According to Merrick Kingston, principal analyst, IHS Technology, the acquisition is partly a tale of strategic repositioning, and partly a tale of boosting a plateauing business.
Over the past two years, both companies have faced rather strong headwinds. Rovi has struggled to secure major operator deployments, has seen its service provider IP-licensing business flat-line, has endured a sustained decline in its consumer-electronics licensing business, has experienced declining sales, and — by losing a high-profile infringement claim against Netflix — has had five key patents invalidated (encompassing content search, content filtering, and content recommendation based on viewing history).
TiVo’s consumer-hardware business is declining, the company has also struggled to amass new, large-scale operator deployments, and the company has witnessed its own IP-licensing fortunes plateau. Moreover, TiVo expects its entire IP-licensing business to contract by two orders of magnitude, and decline into irrelevance, by the mid-2020s.
The good news is that the two firms collectively preside over an invaluable set of media company relationships, and most importantly, they have at their disposal an ensemble of products with capabilities and underlying technology that are widely perceived to be peerless. Rovi possess a superlative search-and-recommendation product, has made major investments in its set-top based consumption analytics platform, and has a stranglehold on the content metadata that huge swaths of the media industry rely on to offer personalisation and recommendation features. TiVo’s UI is the standard-bearer for seamlessly navigating walled-garden and third-party OTT content. The company’s own recommendation platform is strong, and the firm’s subsidiary – TiVo Research – already provides multi-device, cross-platform audience data and consumption analytics to agencies, advertisers, and programmatic ad exchanges.

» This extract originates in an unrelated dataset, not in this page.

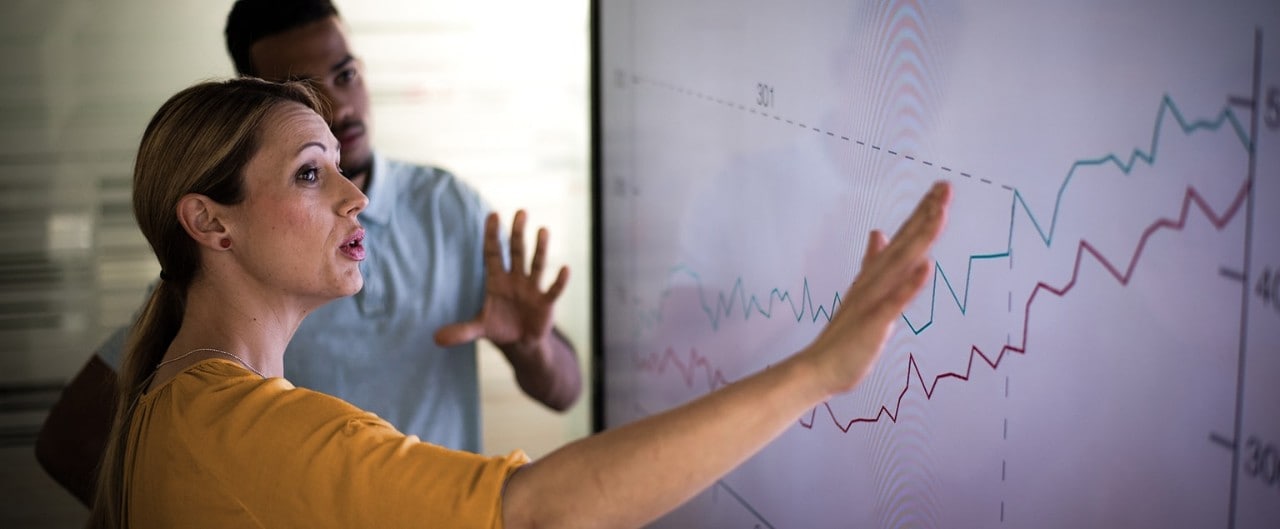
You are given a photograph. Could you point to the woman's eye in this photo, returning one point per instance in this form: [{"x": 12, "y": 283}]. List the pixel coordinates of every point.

These complementary strengths will allow the combined entity to pursue the following three overarching opportunities:
1. Acquisition provides the means to address major changes in the types of technologies that media companies demand. Operators in particular cannot continue to rest their future fortunes on the sale of large, monolithic channel bundles. The structure of media distribution has changed, and with it the role of uncertainty. In the face of structural demographic change, new consumption behavior, the oversupply of choice, and the trend toward micro bundling, pay TV will require unprecedented insight into its audience: what it wants, to whom it should sell, and what it should sell. The future pay TV business will be anchored in analytics, and the new TiVo will be uniquely positioned to address this shift in technology demand.
2. The new TiVo will possess a client footprint of the highest calibre. Spanning Dish Network, DirecTV, AT&T, Verizon, Time Warner Cable, Com Hem, Korea Telecom, Samsung, LG, Panasonic, SK Broadband, ONO, Sharp, and Virgin Media and others, the new entity’s search, recommendation, UI, metadata, analytics, and advertising business will be well equipped to generate new value from an addressable market that is so strong.

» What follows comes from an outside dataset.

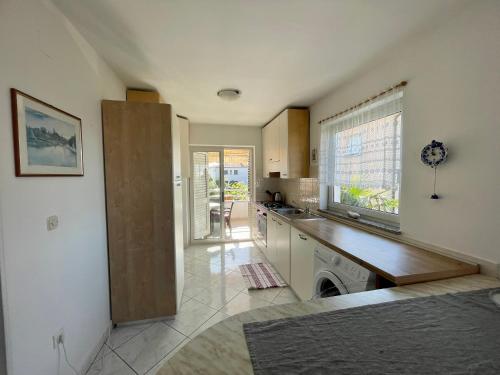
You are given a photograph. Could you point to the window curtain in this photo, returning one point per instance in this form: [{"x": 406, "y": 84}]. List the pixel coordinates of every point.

3. The deal remains predicated on the companies’ conviction that their combined intellectual property portfolio will bolster a flagging revenue stream. This conviction shows chinks in its armor, however. Over the last eight quarters, Rovi’s average quarter-over-quarter IP-licensing income has contracted by 3 percent. TiVo largely anticipates that its licensing income will disappear altogether in 2020. While Rovi announced a major licensing deal with Intellectual Ventures (IV) this year – effectively becoming IV’s exclusive media-and-entertainment focused channel partner – the agreement is largely orthogonal to the TiVo acquisition. It is difficult to foresee how TiVo’s patent portfolio will materially change Rovi’s IP-licensing opportunities.